FastText¶

Fasttext IO compat module.

finalfusion.compat.fasttext.load_fasttext(file: Union[str, bytes, int, os.PathLike]) → finalfusion.embeddings.Embeddings [source]¶

Read embeddings from a file in fastText format.

The returned embeddings have a FastTextVocab, NdArray storage and a Norms chunk.

Loading embeddings with this method will precompute embeddings for each word by averaging all of its subword embeddings together with the distinct word vector. Additionally, all precomputed vectors are l2-normalized and the corresponding norms are stored in the Norms. The subword embeddings are not l2-normalized.

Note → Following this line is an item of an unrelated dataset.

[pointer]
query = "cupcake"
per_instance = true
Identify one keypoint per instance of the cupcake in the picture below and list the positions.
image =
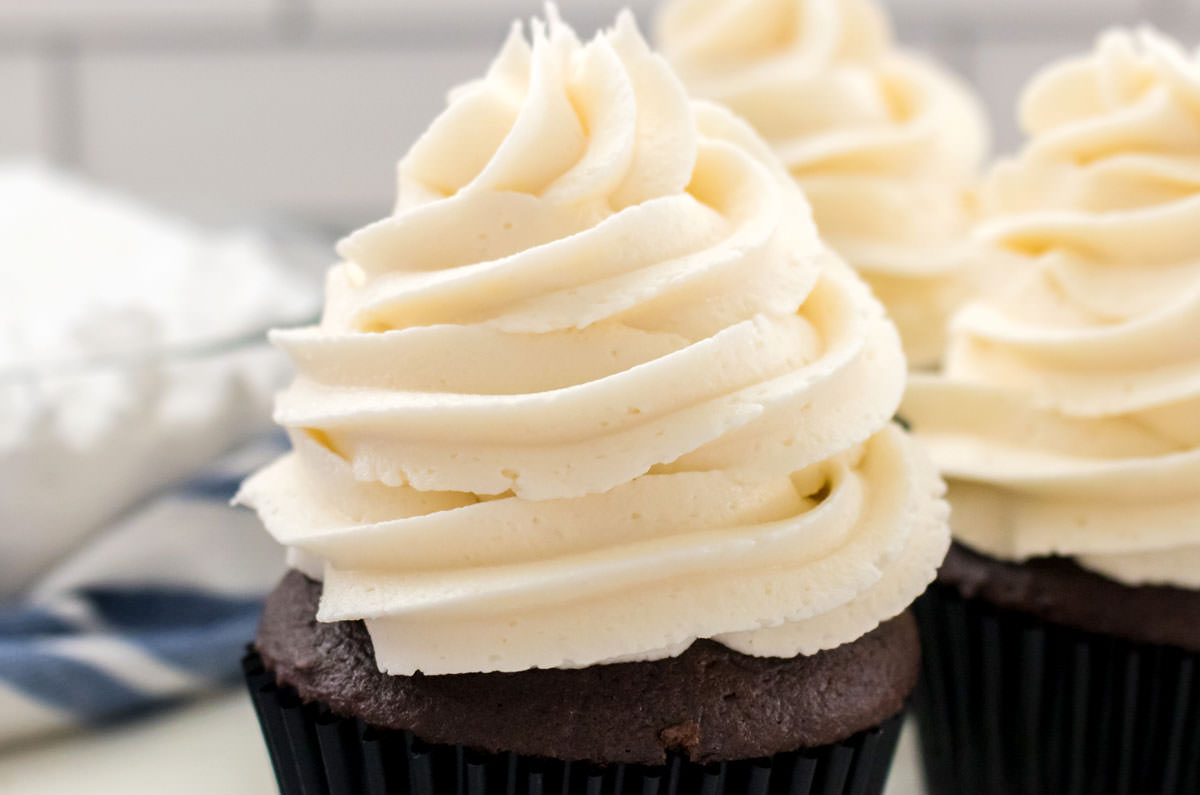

Parameters: file (str, bytes, int, PathLike) – Path to a file with embeddings in word2vec binary format.
Returns: embeddings – The embeddings from the input file.
Return type: Embeddings

finalfusion.compat.fasttext.write_fasttext(file: Union[str, bytes, int, os.PathLike], embeds: finalfusion.embeddings.Embeddings)[source]¶

Write embeddings in fastText format.

fastText requires Metadata with all expected keys for fastText configs:

dims: int (inferred from model)
window_size: int (default -1)
min_count: int (default -1)
ns: int (default -1)
word_ngrams: int (default 1)
loss: one of ['HierarchicalSoftmax', 'NegativeSampling', 'Softmax'] (default Softmax)
model: one of ['CBOW', 'SkipGram', 'Supervised'] (default SkipGram)
buckets: int (inferred from model)
min_n: int (inferred from model)
max_n: int (inferred from model)
lr_update_rate: int (default -1)
sampling_threshold: float (default -1)

dims, buckets, min_n and max_n are inferred from the model. If other values are unspecified, a default value of -1 is used for all numerical fields. Loss defaults to Softmax, model to SkipGram. Unknown values for loss and model are overwritten with defaults since the models are incompatible with fastText otherwise.

Some information from original fastText models gets lost e.g.:

word frequencies
n_tokens

Embeddings are un-normalized before serialization: if norms are present, each embedding is scaled by the associated norm. Additionally, the original state of the embedding matrix is restored, precomputation and l2-normalization of word embeddings is undone.

Only embeddings with a FastTextVocab or SimpleVocab can be serialized to this format.

Parameters

file (str, bytes, int, PathLike) – Output file
embeds (Embeddings) – Embeddings to write